In designing a purportedly new category of killing (which is akin to but much worse than the Bush administration’s controversial creation of the novel status of “enemy combatant,”) the Obama administration sought to create another gray area that allows for actions that would not be allowed under either existing legal framework. Shouldn’t the fact that we are outstripping even long-shunned medieval practices upset us? If not, will we finally become outraged when we realize that an order may now be issued specifying that a particular citizen can be killed, under any circumstances, even if they are nonthreatening and attempting surrender —on the basis of nothing more than allegations from the executive?
We must not lose sight of the most essential fact: the accusations lodged against al-Awlaki are exactly that. Despite what any of us might think about his obvious guilt, this has never been proven in a court of law: he is being subjected to targeted killing after what the President has argued (in Al-Aulaqi v.
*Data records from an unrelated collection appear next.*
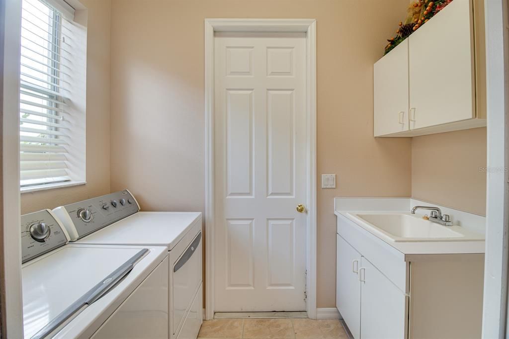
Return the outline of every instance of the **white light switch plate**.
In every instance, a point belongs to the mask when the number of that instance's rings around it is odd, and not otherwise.
[[[335,174],[322,174],[322,188],[336,188],[336,175]]]

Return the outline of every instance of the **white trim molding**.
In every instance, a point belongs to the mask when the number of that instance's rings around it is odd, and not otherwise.
[[[0,0],[1,1],[1,0]],[[2,177],[4,225],[0,260],[4,261],[2,278],[5,290],[3,315],[6,323],[3,331],[6,337],[23,337],[23,303],[21,299],[21,244],[19,237],[19,70],[21,48],[21,3],[3,2],[5,20],[0,21],[0,34],[4,34]],[[2,300],[4,301],[4,300]]]
[[[483,338],[507,337],[509,3],[485,1],[487,156]]]
[[[340,311],[336,307],[317,308],[317,319],[342,319]]]
[[[214,309],[214,35],[215,32],[304,32],[306,47],[307,188],[306,311],[317,317],[316,20],[314,19],[206,19],[205,40],[205,319]]]

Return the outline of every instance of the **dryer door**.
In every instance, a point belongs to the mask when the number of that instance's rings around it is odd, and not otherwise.
[[[186,312],[202,282],[202,232],[193,239],[172,268],[173,334],[178,333]]]

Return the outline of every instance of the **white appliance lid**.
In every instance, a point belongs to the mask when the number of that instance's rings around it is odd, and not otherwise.
[[[201,215],[199,212],[138,212],[74,243],[165,246],[171,250]]]
[[[24,264],[21,274],[25,337],[33,336],[140,249],[68,245]],[[152,264],[153,259],[148,261],[146,258],[136,266]],[[139,274],[140,271],[136,272],[129,274]]]

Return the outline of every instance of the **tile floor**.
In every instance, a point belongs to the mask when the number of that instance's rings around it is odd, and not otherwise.
[[[339,320],[304,319],[205,321],[199,339],[346,339]]]

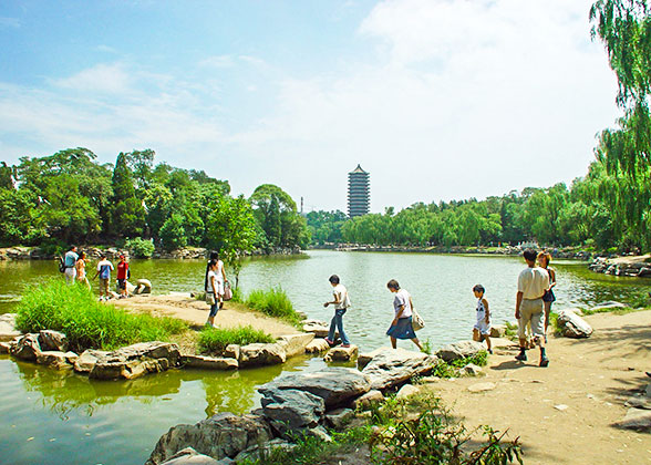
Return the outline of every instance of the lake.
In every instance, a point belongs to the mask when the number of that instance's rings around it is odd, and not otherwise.
[[[516,279],[524,267],[517,257],[312,250],[300,257],[247,260],[240,286],[245,293],[280,286],[297,310],[329,320],[332,309],[324,309],[322,302],[331,300],[328,278],[339,275],[353,304],[344,328],[352,343],[369,351],[389,343],[384,333],[393,309],[386,282],[396,279],[425,319],[418,337],[437,348],[469,338],[476,306],[471,289],[476,283],[486,288],[493,321],[512,321]],[[558,276],[557,308],[638,301],[651,285],[648,279],[593,273],[586,264],[555,261],[552,267]],[[200,260],[133,260],[132,280],[149,279],[154,293],[189,292],[202,289],[204,270]],[[0,312],[13,310],[25,286],[49,278],[63,279],[53,261],[0,262]],[[96,288],[96,281],[93,285]],[[144,463],[170,426],[196,423],[217,412],[247,412],[259,403],[256,389],[282,371],[321,366],[319,358],[296,358],[282,368],[235,373],[172,370],[102,382],[0,355],[0,463]]]

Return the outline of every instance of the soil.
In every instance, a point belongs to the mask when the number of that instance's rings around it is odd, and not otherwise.
[[[620,430],[624,402],[651,383],[651,311],[585,318],[589,339],[549,338],[548,368],[538,349],[517,362],[517,347],[494,340],[486,376],[428,384],[467,427],[490,425],[519,436],[527,464],[651,464],[651,434]],[[471,393],[473,384],[494,390]]]

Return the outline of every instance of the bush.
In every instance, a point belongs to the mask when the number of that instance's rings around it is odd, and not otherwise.
[[[299,314],[280,287],[252,291],[247,298],[246,304],[269,317],[281,318],[294,323],[300,321]]]
[[[126,239],[124,247],[126,247],[135,258],[152,258],[155,249],[152,239],[147,240],[142,237]]]
[[[75,352],[85,349],[116,349],[144,341],[166,341],[187,330],[175,318],[132,314],[97,302],[84,286],[52,280],[30,289],[18,306],[17,328],[22,332],[51,329],[63,332]]]
[[[256,330],[250,326],[239,328],[204,328],[199,333],[200,352],[220,352],[228,344],[246,345],[256,342],[276,342],[271,334]]]

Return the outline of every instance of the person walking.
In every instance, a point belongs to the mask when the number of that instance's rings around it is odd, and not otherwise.
[[[391,347],[396,349],[399,339],[411,339],[420,350],[423,350],[412,326],[412,309],[414,308],[412,297],[405,289],[400,288],[395,279],[389,281],[386,287],[392,293],[395,293],[393,298],[394,318],[386,331],[386,335],[391,339]]]
[[[326,338],[326,342],[330,347],[334,345],[334,331],[339,331],[339,337],[341,338],[341,347],[342,348],[350,348],[350,341],[348,335],[345,335],[345,331],[343,330],[343,316],[345,311],[350,307],[350,298],[348,297],[348,290],[345,287],[339,282],[339,276],[332,275],[329,279],[330,286],[332,286],[332,296],[334,300],[332,302],[323,303],[323,307],[328,308],[328,306],[334,306],[334,316],[332,320],[330,320],[330,331],[328,332],[328,338]]]
[[[526,249],[523,254],[527,268],[518,276],[518,292],[516,294],[515,318],[518,320],[518,338],[520,353],[516,360],[527,360],[527,338],[525,329],[531,324],[534,341],[540,347],[540,366],[548,366],[549,359],[545,350],[545,304],[542,296],[549,289],[549,275],[536,266],[536,250]]]

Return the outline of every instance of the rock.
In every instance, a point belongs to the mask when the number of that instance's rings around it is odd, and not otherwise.
[[[226,349],[224,350],[224,356],[227,359],[235,359],[238,361],[239,363],[239,344],[228,344],[226,345]]]
[[[369,409],[373,404],[380,404],[382,402],[384,402],[384,395],[382,395],[382,392],[380,392],[378,390],[371,390],[371,391],[366,392],[365,394],[360,395],[354,401],[352,401],[351,406],[354,410],[359,410],[359,409],[364,410],[364,409]]]
[[[204,356],[204,355],[183,355],[185,366],[199,368],[205,370],[237,370],[239,363],[236,359]]]
[[[180,424],[169,428],[158,440],[146,465],[162,464],[185,447],[216,459],[235,457],[269,440],[271,430],[260,417],[218,413],[194,425]]]
[[[86,350],[74,362],[74,371],[78,373],[90,373],[101,356],[108,354],[101,350]]]
[[[358,370],[330,366],[311,373],[285,374],[258,391],[266,395],[272,389],[306,391],[323,399],[326,407],[331,407],[369,392],[371,385],[366,375]]]
[[[355,413],[351,409],[337,409],[326,414],[326,421],[334,430],[343,430],[350,423]]]
[[[420,391],[418,388],[416,388],[415,385],[405,384],[404,386],[402,386],[400,389],[400,391],[397,391],[397,394],[395,394],[395,397],[396,399],[406,399],[406,397],[410,397],[414,394],[417,394],[418,391]]]
[[[626,430],[651,430],[651,411],[629,409],[623,420],[616,422],[614,426]]]
[[[468,386],[471,392],[493,391],[496,388],[495,383],[477,383]]]
[[[285,348],[287,358],[306,353],[306,347],[312,342],[314,334],[311,332],[301,334],[288,334],[278,338],[278,343]]]
[[[41,353],[41,345],[39,345],[39,334],[28,333],[21,335],[16,344],[11,345],[9,353],[17,359],[35,362],[37,355]]]
[[[592,334],[592,327],[576,313],[561,310],[556,322],[566,338],[589,338]]]
[[[16,313],[0,314],[0,342],[9,342],[21,335],[16,329]]]
[[[72,369],[79,355],[74,352],[44,351],[37,355],[37,363],[56,370]]]
[[[384,391],[415,375],[428,374],[436,362],[436,356],[426,353],[384,349],[364,366],[362,373],[369,376],[371,389]]]
[[[327,350],[330,350],[330,344],[321,338],[314,338],[312,342],[306,345],[306,353],[321,353]]]
[[[444,345],[436,352],[436,355],[450,363],[466,356],[475,356],[483,350],[486,350],[486,348],[479,342],[461,341]]]
[[[39,344],[42,351],[68,351],[68,338],[59,331],[42,330],[39,332]]]
[[[178,365],[178,345],[169,342],[141,342],[108,352],[97,359],[90,372],[100,380],[132,380],[147,373],[159,373]]]
[[[186,447],[178,451],[161,465],[219,465],[219,462],[207,455],[199,454],[192,447]]]
[[[278,343],[272,344],[248,344],[240,348],[240,366],[261,366],[285,363],[287,353],[285,348]]]
[[[478,366],[474,363],[468,363],[462,369],[462,373],[468,374],[471,376],[478,376],[482,374],[482,366]]]
[[[349,348],[339,345],[330,349],[323,360],[327,362],[350,362],[356,359],[358,351],[359,349],[354,344],[351,344]]]
[[[306,391],[269,389],[264,395],[260,403],[265,416],[286,438],[298,430],[316,427],[326,412],[323,399]]]

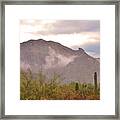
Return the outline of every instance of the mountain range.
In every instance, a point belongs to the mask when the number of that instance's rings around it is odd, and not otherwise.
[[[33,73],[43,71],[48,77],[60,75],[63,82],[93,83],[94,72],[100,80],[100,61],[84,49],[73,50],[60,43],[43,39],[20,43],[20,67]]]

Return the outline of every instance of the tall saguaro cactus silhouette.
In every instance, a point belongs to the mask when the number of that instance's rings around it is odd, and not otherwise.
[[[97,91],[97,72],[94,73],[95,92]]]
[[[78,85],[78,83],[75,84],[75,90],[76,90],[76,91],[79,90],[79,85]]]

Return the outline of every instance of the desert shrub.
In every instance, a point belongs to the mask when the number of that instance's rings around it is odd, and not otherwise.
[[[100,99],[100,86],[96,91],[93,84],[71,82],[61,84],[61,76],[54,73],[47,79],[40,71],[34,76],[31,70],[21,70],[21,100],[96,100]]]

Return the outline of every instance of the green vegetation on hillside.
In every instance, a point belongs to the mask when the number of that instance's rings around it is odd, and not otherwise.
[[[71,82],[61,83],[61,77],[54,74],[51,79],[39,72],[34,77],[32,72],[20,73],[20,99],[21,100],[99,100],[100,86]]]

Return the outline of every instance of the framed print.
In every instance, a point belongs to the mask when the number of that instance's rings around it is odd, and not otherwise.
[[[118,1],[1,7],[1,118],[119,119]]]

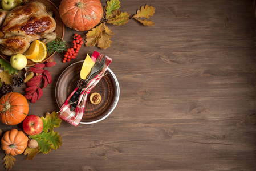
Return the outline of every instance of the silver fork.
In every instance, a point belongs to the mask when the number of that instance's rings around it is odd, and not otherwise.
[[[103,68],[105,62],[105,56],[102,54],[100,54],[100,56],[97,58],[94,65],[92,66],[92,70],[91,71],[90,74],[87,76],[87,79],[86,80],[86,84],[87,84],[92,79],[94,78],[95,76],[96,76]],[[72,103],[71,107],[70,107],[70,111],[73,111],[77,105],[78,98],[80,96],[80,94],[82,92],[82,89],[78,88],[73,96],[70,98],[69,103]]]

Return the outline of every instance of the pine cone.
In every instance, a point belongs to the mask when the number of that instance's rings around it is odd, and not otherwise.
[[[87,82],[86,80],[80,79],[78,81],[78,87],[81,89],[84,89],[86,88],[87,85]]]
[[[24,83],[23,79],[21,76],[16,76],[13,78],[13,85],[21,87]]]
[[[1,88],[0,88],[0,91],[3,95],[13,92],[13,85],[9,84],[3,84],[2,85]]]

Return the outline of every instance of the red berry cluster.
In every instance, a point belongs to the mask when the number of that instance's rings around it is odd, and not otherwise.
[[[64,55],[64,58],[62,60],[63,63],[66,62],[70,62],[71,59],[76,59],[78,53],[79,51],[81,46],[83,43],[83,38],[80,35],[75,34],[73,40],[73,46],[72,48],[67,50]]]

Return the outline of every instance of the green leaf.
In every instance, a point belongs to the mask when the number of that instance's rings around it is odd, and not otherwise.
[[[8,71],[9,74],[15,75],[18,74],[19,72],[19,70],[13,68],[11,64],[3,59],[0,59],[0,65],[1,67],[3,68],[3,71]]]
[[[13,84],[13,76],[8,73],[7,71],[0,71],[0,78],[5,84]]]
[[[107,23],[115,25],[123,25],[129,21],[130,14],[121,12],[119,15],[116,15],[114,18],[111,18],[107,21]]]
[[[151,20],[147,20],[147,19],[140,19],[136,18],[135,18],[135,19],[136,20],[139,21],[141,23],[143,23],[143,25],[146,26],[152,26],[155,25],[155,23]]]
[[[62,120],[58,117],[58,113],[52,112],[51,114],[46,113],[45,117],[41,117],[43,122],[43,131],[44,132],[47,132],[48,129],[51,131],[54,127],[59,127],[60,125]]]
[[[59,147],[62,145],[60,135],[59,135],[58,132],[54,132],[53,130],[49,132],[43,132],[40,134],[35,136],[30,136],[29,137],[35,139],[38,141],[38,140],[44,140],[44,141],[48,142],[49,144],[51,144],[50,149],[52,148],[54,150],[56,150],[57,148],[59,148]],[[42,145],[39,144],[39,142],[38,142],[39,150],[40,150],[40,149],[41,148],[41,145]],[[49,150],[48,147],[47,146],[47,148],[46,148],[46,150],[44,150],[44,152],[48,153],[50,152],[50,150]]]
[[[148,5],[146,4],[145,5],[145,8],[144,6],[141,6],[140,10],[137,11],[137,14],[133,15],[133,18],[143,18],[149,19],[149,16],[153,16],[155,13],[155,7],[152,6],[148,6]]]
[[[43,132],[44,133],[44,132]],[[41,134],[29,136],[30,139],[35,139],[38,142],[38,146],[39,147],[38,150],[41,152],[43,154],[48,154],[52,148],[52,144],[50,142],[49,140],[46,139],[42,139],[40,137]]]
[[[5,157],[3,157],[3,160],[5,160],[5,162],[3,163],[5,165],[5,168],[7,170],[10,170],[11,169],[13,166],[14,165],[14,161],[16,161],[16,159],[10,154],[6,154]]]
[[[37,147],[36,148],[30,148],[29,146],[27,146],[26,149],[25,151],[24,152],[24,155],[27,155],[27,158],[26,158],[26,160],[32,160],[34,158],[34,157],[35,157],[35,156],[37,155],[37,154],[38,154],[39,152],[39,147]]]
[[[119,0],[110,0],[107,1],[105,18],[108,19],[111,15],[112,12],[120,8],[120,1]]]

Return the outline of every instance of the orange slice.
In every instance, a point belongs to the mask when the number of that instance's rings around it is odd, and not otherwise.
[[[39,42],[38,40],[33,41],[23,55],[29,59],[35,58],[39,52]]]
[[[31,59],[31,60],[34,62],[42,62],[46,58],[47,55],[46,45],[41,41],[38,41],[39,43],[39,52],[35,58]]]

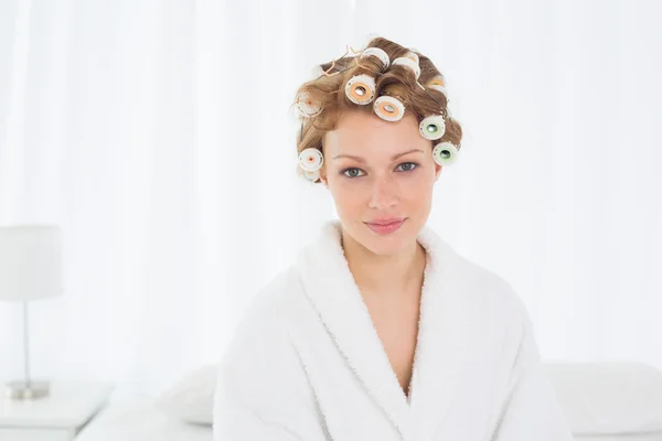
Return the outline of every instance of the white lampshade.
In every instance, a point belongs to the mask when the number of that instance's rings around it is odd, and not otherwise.
[[[0,227],[0,300],[46,299],[62,290],[60,227]]]

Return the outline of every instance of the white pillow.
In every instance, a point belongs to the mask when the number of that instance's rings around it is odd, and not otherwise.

Obama) was a review within the executive branch that purportedly provided the requisite due process. Neither you nor I (nor even the president) should possess the power to assume the facts that justify the death of a citizen without an adversarial proceeding. Unfortunately, we see in the submissions to the District Court (and in leaked statements to the media from the executive branch) the traces of a third paradigm of justice, one in which the President’s determination, unreviewable and made in secret, allegedly constitutes adequate due process under the law of the land.
The targeted killing of American citizens, by means of nonjudicial declarations of outlawry and executive death warrants, circumvents both ius in pace and ius in bello. Allowing the president to declare a citizen an outlaw, who then effectively has no legal rights and can be killed on sight pursuant to the president’s order to do so, dispenses with the centuries of collected wisdom about due process and the rule of law embodied in the U.S. Constitution. It demands a vigorous response, and not just drawing-room disapproval.
Note
[1] I hope Larson will excuse my idiosyncratic translation of Magna Carta’s Clause 29—and my following the English practice of using the numeration of the statutory enactment—but I find the English phrase “send against” rather too anodyne, given the bloodthirsty intent.